Med-Arbiter issued an Order dismissing respondents petition for certification
election on the ground that as of the date of filing of the petition on 15 June
respondent did not have the legal personality to file the said petition for
certification election. DOLE Undersecretary reversed the Order. CA affirmed
DOLE’s decision.

ISSUE
Whether or not respondent has legal personality when it filed the certification
election

HELD
Department Order No. 40, has eased the requirements by which a
local/chapter may acquire legal personality. Interestingly, Department Order
No. 40 no longer uses the term local/chapter, utilizing instead chartered
local, which is defined as a labor organization in the private sector operating
at the enterprise level that acquired legal personality through the issuance of
a charter certificate by a duly registered federation or national union, and
reported to the Regional Office. [NOTE: DO 18-A, SERIES OF 2O11 now governs]
However, since the certification was filed in 1998, the Implementing Rules, as
amended by Department Order No. 9, should govern.
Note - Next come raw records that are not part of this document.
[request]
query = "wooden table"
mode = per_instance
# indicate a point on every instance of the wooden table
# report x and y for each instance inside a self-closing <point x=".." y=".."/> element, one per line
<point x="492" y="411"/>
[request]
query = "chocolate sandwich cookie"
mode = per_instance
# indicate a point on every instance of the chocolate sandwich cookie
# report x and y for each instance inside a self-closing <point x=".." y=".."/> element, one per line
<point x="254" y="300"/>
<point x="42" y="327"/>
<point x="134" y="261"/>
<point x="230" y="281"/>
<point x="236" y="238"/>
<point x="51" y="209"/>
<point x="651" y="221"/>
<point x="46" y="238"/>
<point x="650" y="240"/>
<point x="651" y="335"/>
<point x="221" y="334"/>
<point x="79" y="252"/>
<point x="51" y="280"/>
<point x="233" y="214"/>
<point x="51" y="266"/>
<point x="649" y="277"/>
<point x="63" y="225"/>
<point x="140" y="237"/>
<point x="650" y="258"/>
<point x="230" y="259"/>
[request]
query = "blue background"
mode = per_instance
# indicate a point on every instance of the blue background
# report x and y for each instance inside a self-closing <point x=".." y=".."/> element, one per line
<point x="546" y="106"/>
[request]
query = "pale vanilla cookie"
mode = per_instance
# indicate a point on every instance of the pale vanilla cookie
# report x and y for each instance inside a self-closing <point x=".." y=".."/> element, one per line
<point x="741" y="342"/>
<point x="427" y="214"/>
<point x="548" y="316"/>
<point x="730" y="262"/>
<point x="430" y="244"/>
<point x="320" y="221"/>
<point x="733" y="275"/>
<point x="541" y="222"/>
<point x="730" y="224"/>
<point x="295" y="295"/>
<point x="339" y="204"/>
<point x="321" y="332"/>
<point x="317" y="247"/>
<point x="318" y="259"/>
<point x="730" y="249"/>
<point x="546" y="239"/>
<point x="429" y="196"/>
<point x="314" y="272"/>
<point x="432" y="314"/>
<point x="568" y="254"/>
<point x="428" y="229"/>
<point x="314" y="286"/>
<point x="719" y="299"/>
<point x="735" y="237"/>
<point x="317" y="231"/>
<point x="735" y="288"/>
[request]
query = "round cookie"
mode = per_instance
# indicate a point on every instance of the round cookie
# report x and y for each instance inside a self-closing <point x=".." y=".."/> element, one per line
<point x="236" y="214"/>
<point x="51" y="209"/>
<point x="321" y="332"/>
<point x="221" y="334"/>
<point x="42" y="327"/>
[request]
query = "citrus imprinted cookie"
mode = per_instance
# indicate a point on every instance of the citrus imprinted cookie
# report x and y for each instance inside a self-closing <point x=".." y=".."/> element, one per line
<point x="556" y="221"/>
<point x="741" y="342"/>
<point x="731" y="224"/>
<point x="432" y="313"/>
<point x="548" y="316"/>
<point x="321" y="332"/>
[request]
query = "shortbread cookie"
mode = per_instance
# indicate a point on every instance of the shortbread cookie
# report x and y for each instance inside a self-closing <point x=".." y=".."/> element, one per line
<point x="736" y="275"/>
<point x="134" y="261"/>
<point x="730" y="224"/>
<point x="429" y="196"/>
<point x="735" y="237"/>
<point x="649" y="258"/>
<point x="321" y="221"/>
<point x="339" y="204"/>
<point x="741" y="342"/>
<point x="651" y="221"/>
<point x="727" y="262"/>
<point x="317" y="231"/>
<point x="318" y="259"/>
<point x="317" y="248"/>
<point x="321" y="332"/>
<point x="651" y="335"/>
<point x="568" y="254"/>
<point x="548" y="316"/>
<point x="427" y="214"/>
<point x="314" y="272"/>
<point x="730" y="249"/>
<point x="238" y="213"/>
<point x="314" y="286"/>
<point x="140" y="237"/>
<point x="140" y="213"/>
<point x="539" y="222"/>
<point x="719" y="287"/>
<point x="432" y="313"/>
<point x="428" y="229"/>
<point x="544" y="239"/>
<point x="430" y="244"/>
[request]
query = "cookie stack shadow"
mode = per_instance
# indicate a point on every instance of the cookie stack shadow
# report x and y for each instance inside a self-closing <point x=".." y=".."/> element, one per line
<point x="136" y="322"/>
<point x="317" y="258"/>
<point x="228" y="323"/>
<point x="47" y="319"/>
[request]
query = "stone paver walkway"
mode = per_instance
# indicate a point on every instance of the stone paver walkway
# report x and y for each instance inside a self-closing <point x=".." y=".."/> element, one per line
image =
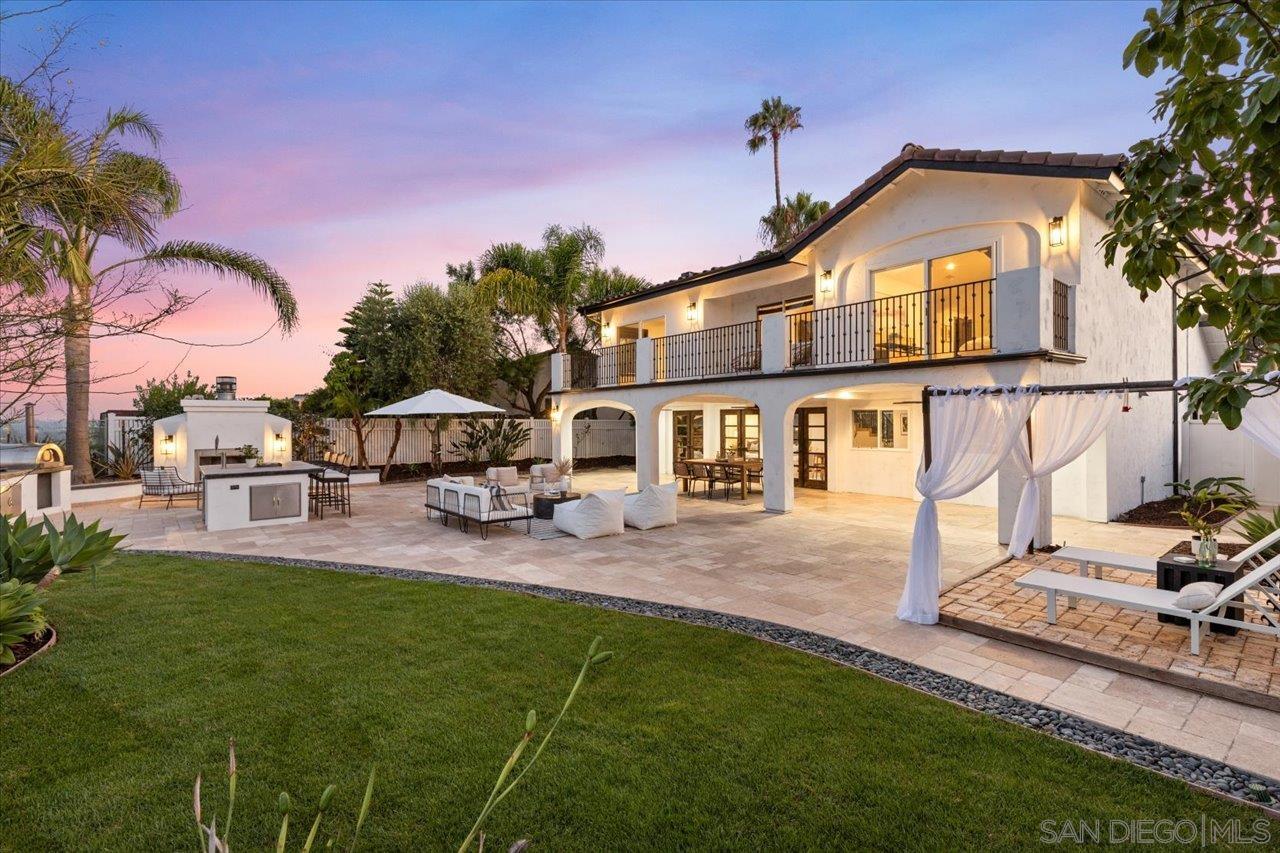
<point x="833" y="566"/>
<point x="1248" y="660"/>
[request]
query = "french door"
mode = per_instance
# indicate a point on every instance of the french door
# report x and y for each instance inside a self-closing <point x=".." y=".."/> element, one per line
<point x="686" y="433"/>
<point x="809" y="445"/>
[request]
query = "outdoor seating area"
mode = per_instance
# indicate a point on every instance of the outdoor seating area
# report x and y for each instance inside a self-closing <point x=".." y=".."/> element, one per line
<point x="1114" y="623"/>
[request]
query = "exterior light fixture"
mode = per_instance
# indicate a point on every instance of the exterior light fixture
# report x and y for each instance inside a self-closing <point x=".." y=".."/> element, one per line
<point x="1056" y="232"/>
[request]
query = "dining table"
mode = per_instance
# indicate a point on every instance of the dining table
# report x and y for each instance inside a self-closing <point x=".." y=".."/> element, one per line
<point x="744" y="469"/>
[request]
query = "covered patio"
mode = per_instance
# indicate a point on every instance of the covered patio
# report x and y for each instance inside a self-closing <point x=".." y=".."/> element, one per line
<point x="835" y="568"/>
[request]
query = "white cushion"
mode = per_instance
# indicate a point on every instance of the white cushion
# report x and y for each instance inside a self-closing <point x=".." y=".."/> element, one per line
<point x="653" y="507"/>
<point x="506" y="475"/>
<point x="597" y="515"/>
<point x="1198" y="594"/>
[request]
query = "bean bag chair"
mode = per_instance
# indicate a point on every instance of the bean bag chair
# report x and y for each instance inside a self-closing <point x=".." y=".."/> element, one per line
<point x="597" y="515"/>
<point x="653" y="507"/>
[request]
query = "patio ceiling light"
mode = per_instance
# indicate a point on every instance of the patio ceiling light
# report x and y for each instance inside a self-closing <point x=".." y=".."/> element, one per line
<point x="1056" y="232"/>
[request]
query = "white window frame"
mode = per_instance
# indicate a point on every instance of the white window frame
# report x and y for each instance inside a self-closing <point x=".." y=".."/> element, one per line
<point x="900" y="442"/>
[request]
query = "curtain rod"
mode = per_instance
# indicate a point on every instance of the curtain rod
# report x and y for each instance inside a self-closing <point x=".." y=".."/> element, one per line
<point x="1152" y="384"/>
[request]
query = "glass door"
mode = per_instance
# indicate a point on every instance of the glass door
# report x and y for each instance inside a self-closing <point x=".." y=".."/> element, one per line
<point x="809" y="443"/>
<point x="740" y="433"/>
<point x="686" y="434"/>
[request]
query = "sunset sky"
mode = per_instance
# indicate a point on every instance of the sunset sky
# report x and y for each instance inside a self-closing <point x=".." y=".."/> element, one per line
<point x="355" y="142"/>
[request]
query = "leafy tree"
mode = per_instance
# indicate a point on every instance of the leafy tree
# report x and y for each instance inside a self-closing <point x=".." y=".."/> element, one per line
<point x="118" y="199"/>
<point x="163" y="397"/>
<point x="773" y="121"/>
<point x="548" y="284"/>
<point x="447" y="340"/>
<point x="1207" y="185"/>
<point x="782" y="224"/>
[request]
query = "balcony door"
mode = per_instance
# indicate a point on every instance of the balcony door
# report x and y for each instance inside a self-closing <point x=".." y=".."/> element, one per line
<point x="809" y="447"/>
<point x="686" y="434"/>
<point x="940" y="306"/>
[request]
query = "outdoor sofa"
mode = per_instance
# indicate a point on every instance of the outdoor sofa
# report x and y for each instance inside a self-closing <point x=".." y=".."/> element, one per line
<point x="1201" y="603"/>
<point x="460" y="498"/>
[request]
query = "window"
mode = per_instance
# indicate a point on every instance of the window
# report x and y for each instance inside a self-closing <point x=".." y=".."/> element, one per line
<point x="865" y="428"/>
<point x="881" y="428"/>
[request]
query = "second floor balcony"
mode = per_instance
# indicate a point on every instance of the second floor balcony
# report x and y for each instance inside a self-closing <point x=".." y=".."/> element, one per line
<point x="969" y="319"/>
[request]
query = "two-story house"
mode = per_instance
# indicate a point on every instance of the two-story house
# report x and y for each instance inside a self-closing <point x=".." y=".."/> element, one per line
<point x="944" y="268"/>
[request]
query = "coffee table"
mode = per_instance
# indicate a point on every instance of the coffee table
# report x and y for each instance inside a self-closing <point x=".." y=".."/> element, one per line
<point x="544" y="505"/>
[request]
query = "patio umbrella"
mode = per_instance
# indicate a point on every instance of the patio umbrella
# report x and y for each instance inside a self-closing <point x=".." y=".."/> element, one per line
<point x="433" y="404"/>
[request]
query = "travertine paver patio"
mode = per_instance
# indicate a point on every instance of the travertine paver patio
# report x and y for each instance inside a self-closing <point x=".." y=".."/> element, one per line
<point x="835" y="566"/>
<point x="1248" y="661"/>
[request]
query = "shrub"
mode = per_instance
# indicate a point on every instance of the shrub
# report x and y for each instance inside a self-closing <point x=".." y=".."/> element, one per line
<point x="1257" y="527"/>
<point x="21" y="616"/>
<point x="28" y="551"/>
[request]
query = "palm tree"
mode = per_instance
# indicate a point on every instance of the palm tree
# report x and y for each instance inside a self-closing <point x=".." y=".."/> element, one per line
<point x="796" y="213"/>
<point x="548" y="284"/>
<point x="767" y="127"/>
<point x="76" y="220"/>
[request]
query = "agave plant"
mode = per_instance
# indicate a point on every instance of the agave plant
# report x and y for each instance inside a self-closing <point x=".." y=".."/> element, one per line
<point x="21" y="616"/>
<point x="40" y="552"/>
<point x="1257" y="527"/>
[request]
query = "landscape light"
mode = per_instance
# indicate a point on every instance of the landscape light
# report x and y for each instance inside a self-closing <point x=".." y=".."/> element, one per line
<point x="1056" y="232"/>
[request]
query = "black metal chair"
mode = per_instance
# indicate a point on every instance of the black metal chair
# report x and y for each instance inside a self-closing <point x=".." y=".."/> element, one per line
<point x="330" y="486"/>
<point x="164" y="483"/>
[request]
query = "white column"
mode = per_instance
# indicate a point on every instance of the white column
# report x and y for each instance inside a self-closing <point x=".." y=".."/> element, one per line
<point x="776" y="441"/>
<point x="644" y="361"/>
<point x="773" y="343"/>
<point x="647" y="447"/>
<point x="562" y="438"/>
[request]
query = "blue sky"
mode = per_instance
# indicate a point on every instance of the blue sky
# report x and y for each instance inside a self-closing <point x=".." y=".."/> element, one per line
<point x="352" y="142"/>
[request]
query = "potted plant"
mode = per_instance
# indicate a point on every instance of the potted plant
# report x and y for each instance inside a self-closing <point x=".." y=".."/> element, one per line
<point x="1207" y="506"/>
<point x="565" y="471"/>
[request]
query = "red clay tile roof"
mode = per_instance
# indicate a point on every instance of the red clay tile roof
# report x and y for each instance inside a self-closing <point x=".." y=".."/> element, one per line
<point x="913" y="156"/>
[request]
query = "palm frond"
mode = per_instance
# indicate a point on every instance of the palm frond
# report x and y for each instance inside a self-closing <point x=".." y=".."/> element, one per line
<point x="223" y="261"/>
<point x="128" y="121"/>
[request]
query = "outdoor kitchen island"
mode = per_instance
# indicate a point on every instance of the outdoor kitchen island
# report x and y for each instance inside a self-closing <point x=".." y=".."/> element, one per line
<point x="243" y="496"/>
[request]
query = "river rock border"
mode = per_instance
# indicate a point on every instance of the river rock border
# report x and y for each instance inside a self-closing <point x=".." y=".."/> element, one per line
<point x="1206" y="774"/>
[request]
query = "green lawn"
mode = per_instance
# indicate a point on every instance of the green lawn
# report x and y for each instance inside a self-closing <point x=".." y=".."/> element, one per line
<point x="689" y="738"/>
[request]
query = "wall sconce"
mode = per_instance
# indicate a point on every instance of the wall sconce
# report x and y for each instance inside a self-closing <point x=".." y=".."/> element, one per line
<point x="1056" y="232"/>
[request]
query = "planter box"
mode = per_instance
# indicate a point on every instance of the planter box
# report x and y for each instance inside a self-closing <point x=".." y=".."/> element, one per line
<point x="110" y="491"/>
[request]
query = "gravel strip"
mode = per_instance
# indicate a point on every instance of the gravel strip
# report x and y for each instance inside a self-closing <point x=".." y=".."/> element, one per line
<point x="1215" y="776"/>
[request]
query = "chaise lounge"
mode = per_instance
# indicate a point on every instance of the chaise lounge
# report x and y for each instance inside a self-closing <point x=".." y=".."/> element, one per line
<point x="1201" y="603"/>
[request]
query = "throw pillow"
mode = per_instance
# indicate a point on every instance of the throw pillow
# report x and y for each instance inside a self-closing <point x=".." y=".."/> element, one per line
<point x="1198" y="596"/>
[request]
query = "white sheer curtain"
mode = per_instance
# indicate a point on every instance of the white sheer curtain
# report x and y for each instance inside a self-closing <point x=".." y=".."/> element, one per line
<point x="1261" y="419"/>
<point x="970" y="436"/>
<point x="1063" y="427"/>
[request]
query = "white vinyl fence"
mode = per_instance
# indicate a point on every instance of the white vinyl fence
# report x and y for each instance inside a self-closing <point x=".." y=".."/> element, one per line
<point x="1212" y="450"/>
<point x="592" y="439"/>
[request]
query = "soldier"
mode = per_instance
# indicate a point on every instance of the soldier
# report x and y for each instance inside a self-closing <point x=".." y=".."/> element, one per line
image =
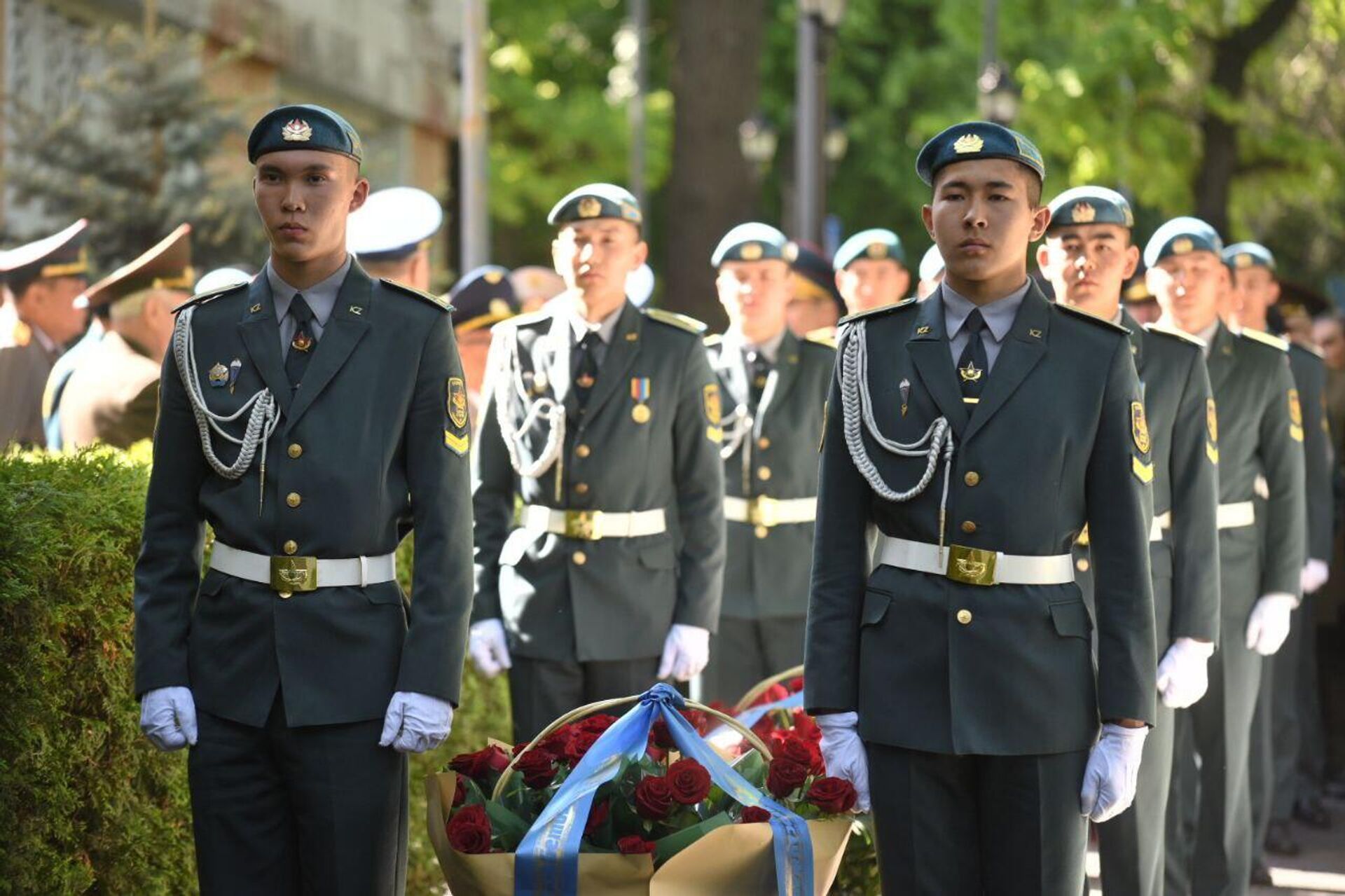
<point x="1276" y="733"/>
<point x="773" y="388"/>
<point x="872" y="270"/>
<point x="304" y="416"/>
<point x="958" y="678"/>
<point x="1087" y="257"/>
<point x="602" y="424"/>
<point x="1255" y="400"/>
<point x="46" y="283"/>
<point x="112" y="394"/>
<point x="392" y="232"/>
<point x="481" y="299"/>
Based on this rule, the
local/chapter acquires legal personality from the date of the filing of the
complete documentary requirements, and not from the issuance of a
certification to such effect by the Regional Office or Bureau.
Respondent submitted the charter certificate along with the other
documentary requirements to the Regional Office, but not for the specific
purpose of creating the local/chapter, but for filing the petition for
certification election. It could be properly said that at the exact moment
respondent was filing the petition for certification, it did not yet possess any
legal personality, since the requisites for acquisition of legal personality under
Department Order No. 9 had not yet been complied with. Yet there are
peculiar circumstances in this case that allow the Court to rule that
respondent acquired the requisite legal personality at the same time it filed
the petition for certification election. In doing so, the Court acknowledges that
the strict letter of the procedural rule was not complied with. However, labor
laws are generally construed liberally in favor of labor, especially if doing so
affirms the constitutionally guaranteed right to self-organization.
In the ordinary course, it should have been FFW, and not respondent,
which should have submitted the subject documents to the Regional
Office. Nonetheless, there is no good reason to deny legal personality or
defer its conferral to the local/chapter if it is evident at the onset that
the federation or national union itself has already through its own
means established the local/chapter.
This being the case, we consider it permissible for respondent to have
submitted the required documents itself to the Regional Office, and proper
that respondents legal personality be deemed existent as of 15 June 1998, the
date the complete documents were submitted.